Neither Hemond nor Moye would discuss specifics of the agreement. According to a source, five other players waived no-trade clauses -- Montreal's Tim Wallach, Pittsburgh's Bob Walk, the White Sox's Carlton Fisk and Oakland's Dave Henderson and Bob Welch.

The three players the Orioles traded for Davis -- Pete Harnisch and Steve Finley of Houston and Curt Schilling of Philadelphia -- all were protected by their clubs.

Moye would not speculate on the possibility of Davis being selected by either the Florida Marlins or the Colorado Rockies. "I'm not a prognosticator," he said. "I couldn't tell you what the chances are.

"I would say they're probably low," said Moye. "But there's a chance he could be drafted. There is a risk.

"But Glenn loves Baltimore and wants to help the team get better," said Moye. Davis, 31, has one year left on his contract, worth more than $3 million, and will be eligible for free agency at the end of next season.

Other than the exclusion of Davis, there were no surprises on the Orioles' 15-man protected list.
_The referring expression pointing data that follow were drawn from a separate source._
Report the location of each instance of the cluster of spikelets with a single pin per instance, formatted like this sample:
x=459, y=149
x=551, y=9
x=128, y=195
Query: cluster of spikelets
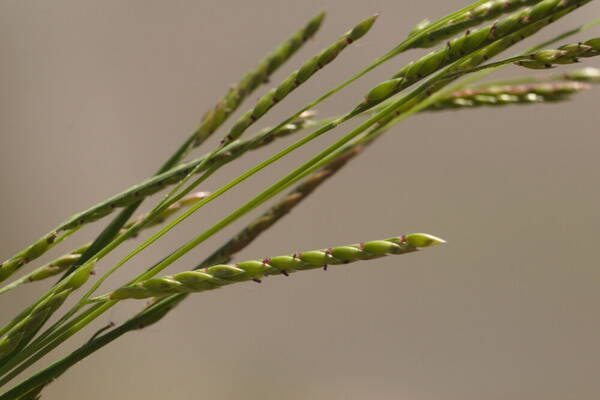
x=467, y=50
x=217, y=276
"You never like to lose players, but we've known all along we'd be losing some," said Hemond, who with his maneuvering was able to protect Segui and Luis Mercedes, either of whom figured to be taken in the first round. "So, you have to take a positive approach. It [the expansion draft] is intriguing.
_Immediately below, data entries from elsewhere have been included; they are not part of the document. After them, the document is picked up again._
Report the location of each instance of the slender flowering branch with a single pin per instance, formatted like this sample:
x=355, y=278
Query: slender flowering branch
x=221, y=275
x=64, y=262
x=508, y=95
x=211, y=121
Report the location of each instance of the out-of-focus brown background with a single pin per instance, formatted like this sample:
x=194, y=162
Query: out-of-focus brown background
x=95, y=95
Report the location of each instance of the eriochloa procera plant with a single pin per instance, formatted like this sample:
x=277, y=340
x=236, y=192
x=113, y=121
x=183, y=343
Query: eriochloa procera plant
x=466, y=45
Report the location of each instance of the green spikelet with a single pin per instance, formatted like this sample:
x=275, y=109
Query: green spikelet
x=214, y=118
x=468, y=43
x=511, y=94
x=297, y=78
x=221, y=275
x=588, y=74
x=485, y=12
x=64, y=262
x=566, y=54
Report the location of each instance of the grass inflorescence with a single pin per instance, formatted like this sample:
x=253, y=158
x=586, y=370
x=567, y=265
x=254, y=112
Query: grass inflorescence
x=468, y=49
"All of your preparation is directed toward suffering the least amount of damage," said Hemond. "We've done everything we could -- now, you just go and face the music."

Milligan, who was paid $1.05 million last year, said yesterday that he was not surprised that he was left unprotected.

"From what I've been hearing, it [the protected list] was pretty much what I expected," said Milligan, who hit only .240 last season after three productive years with the Orioles. He said the constant trade rumors, which flourished after Davis signed a two-year contract, affected him.

"After last year, hearing my name in trade rumors what seemed like every other day, I can handle this [being left unprotected]," said Milligan, one of the Orioles' most popular players. "Last year, I let myself get caught up in all of that [trade talk], but I'm not going to let that happen this year.

"I'm just going to sit back and see what happens. If one of those expansion teams wants me, then I'll be ready to go and play for them. But I've never tried to hide my desire to finish my career here in Baltimore," said Milligan, 30.

"I feel fine, physically and mentally. I'm just sitting around, waiting to see what happens."